The Gerber Life Parenting Blog

Looking for Healthy School Lunch Ideas? Start with Apples!

August 5, 2014

Student Eating Healthy SnackGiving one’s teacher a polished red apple on the first day of school is a charming custom that dates back to previous centuries when families who were living on the frontier were often called upon to house and feed teachers. An apple was just one way to show appreciation for the dedicated teachers who taught multiple grades in one-room schoolhouses. You can create your own back-to-school tradition by including apples as part of a healthy school lunch.

Why Apples?

Apples, a very healthy food, contain key vitamins and minerals as well as fiber, all of which are essential for proper growth and development in children. Apples also are a staple of the fall harvest, making back-to-school time particularly perfect for purchasing this healthy favorite.

Incorporating Apples into Back-to-School Lunches

What’s a good way to encourage your child to eat more apples? According to the Harvard School of Public Health, the key is to make apples more available and accessible, and to model healthy habits for your kids. If all else fails, sneak an apple in with other foods your child likes.

Here are some ideas for incorporating apples into healthy school lunches:

Apple and cheese quesadilla: This healthy recipe combines the cheesy taste that kids love and the crisp sweetness of apples. It’s also really simple to make.


  • 2 8-inch whole-wheat tortillas
  • 1/2 apple, sliced thin
  • 2 slices American Cheese


Heat a large skillet on medium-high heat. Place one tortilla in the skillet and then top with American cheese slices, thin apple slices and the second tortilla. Press gently on the tortilla with a spatula. Lower the heat to medium.

When the cheese inside the quesadilla begins to melt, flip the quesadilla over, grill for another minute to crisp the outside of the tortilla, and remove from the pan onto a cutting board.

Slice the quesadilla into six triangles for bite-size pieces. Pack quesadilla triangles into a sandwich container, then inside an insulated lunch box. (You could assemble your quesadilla the night before and quickly grill it in the morning.)

Apple quiche: Kids who like eggs may enjoy this dish as a cold lunch. Eggs contain lots of protein, vitamins and minerals, and are good for kids, nutritionists say. For this recipe, use an apple that will hold its shape when baked, such as Granny Smith, Golden Delicious or Rome apples. Avoid McIntosh and Red Delicious apples.


  • 5 to 6 large apples, peeled and sliced
  • 1 unbaked 9-inch pie shell
  • 1 cup shredded white Cheddar or Swiss cheese
  • 2 eggs, beaten
  • 1 cup evaporated milk
  • 1/2 teaspoon salt
  • dash of nutmeg
  • dash of cinnamon

Directions: Preheat the oven to 350 degrees F. Place the apples in the pie shell. Sprinkle the cheese over the apples. In a small bowl, mix the eggs, milk, salt, nutmeg and cinnamon.

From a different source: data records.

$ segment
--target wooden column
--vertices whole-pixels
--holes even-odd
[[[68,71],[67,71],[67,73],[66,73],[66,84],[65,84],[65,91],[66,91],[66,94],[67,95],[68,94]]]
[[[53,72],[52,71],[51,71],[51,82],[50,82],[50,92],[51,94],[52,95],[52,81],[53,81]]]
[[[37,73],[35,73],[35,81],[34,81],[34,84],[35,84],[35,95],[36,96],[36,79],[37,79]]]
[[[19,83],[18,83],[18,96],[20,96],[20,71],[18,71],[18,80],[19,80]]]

Pour the mixture over the apples. Bake for 60 to 70 minutes. Let stand for 10 minutes, after which you can serve warm or cold, and then chill and pack for your child’s lunch box.

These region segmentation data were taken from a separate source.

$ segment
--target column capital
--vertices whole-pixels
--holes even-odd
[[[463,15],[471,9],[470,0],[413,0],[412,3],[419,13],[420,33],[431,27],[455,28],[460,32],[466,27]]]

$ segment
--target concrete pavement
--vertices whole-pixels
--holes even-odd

Chocolate-granola apple wedges: Can’t get your child to eat a whole apple or even apple slices? Try this recipe for apple wedges dipped in antioxidant-rich chocolate.

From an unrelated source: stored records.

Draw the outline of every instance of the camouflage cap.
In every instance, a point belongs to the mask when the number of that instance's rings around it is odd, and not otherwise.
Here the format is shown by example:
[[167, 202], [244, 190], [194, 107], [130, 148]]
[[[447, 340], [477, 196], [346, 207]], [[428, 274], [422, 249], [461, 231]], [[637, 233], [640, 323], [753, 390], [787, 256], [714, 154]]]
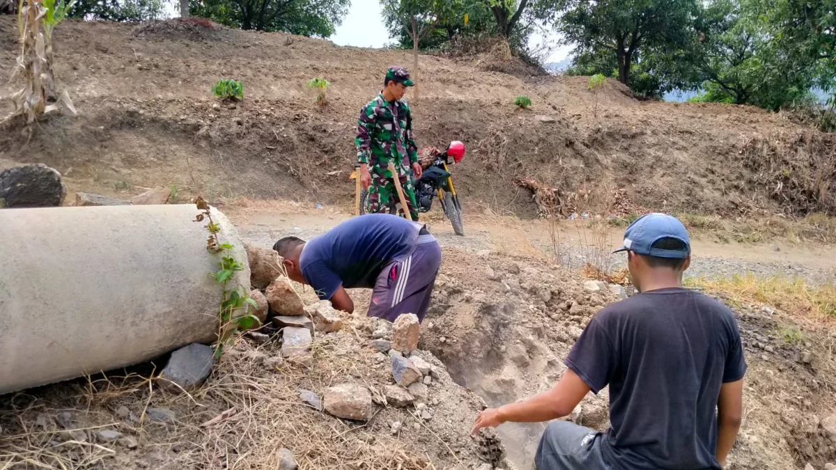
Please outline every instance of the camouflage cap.
[[415, 82], [410, 78], [410, 71], [403, 67], [390, 67], [386, 70], [386, 78], [398, 83], [404, 84], [404, 86], [412, 86]]

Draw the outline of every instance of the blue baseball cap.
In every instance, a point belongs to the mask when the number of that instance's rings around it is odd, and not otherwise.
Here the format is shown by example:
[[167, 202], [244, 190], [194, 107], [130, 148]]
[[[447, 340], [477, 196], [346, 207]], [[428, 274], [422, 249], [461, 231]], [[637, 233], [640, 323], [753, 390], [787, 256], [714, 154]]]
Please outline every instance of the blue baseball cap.
[[[684, 249], [667, 250], [653, 248], [662, 238], [675, 238], [682, 242]], [[650, 213], [641, 216], [624, 231], [624, 246], [613, 253], [631, 251], [636, 254], [656, 258], [684, 258], [691, 254], [688, 231], [676, 217], [667, 214]]]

  • 2 ounces semisweet chocolate, finely chopped
  • 1/3 cup low-fat granola without raisins
  • 1 large apple (Braeburn, Gala and Fuji varieties are good) cut into wedges
  • ¼ cup lemon juice

Directions: Soak apple wedges in a medium-size bowl filled with water and ¼ cup lemon juice. This will help keep the apple flesh from oxidizing (turning brown). Dry with paper towels.

Melt the chocolate by placing in a medium, microwave-safe bowl. Microwave on high for one minute, stirring every 15 seconds, or until chocolate melts.

Next, place granola in a shallow dish. Dip apple wedges, skin side up, in the chocolate. Allow excess chocolate to drip back into the bowl. Cover the wedges with granola.

Place wedges, chocolate side up, on a large plate. Refrigerate 5 minutes or until set. Pack wedges in a zipper-top bag with all the air squeezed out. Place in your child’s insulated lunch box and refrigerate. Tell your child to make sure that the slices stay refrigerated at school until ready to eat.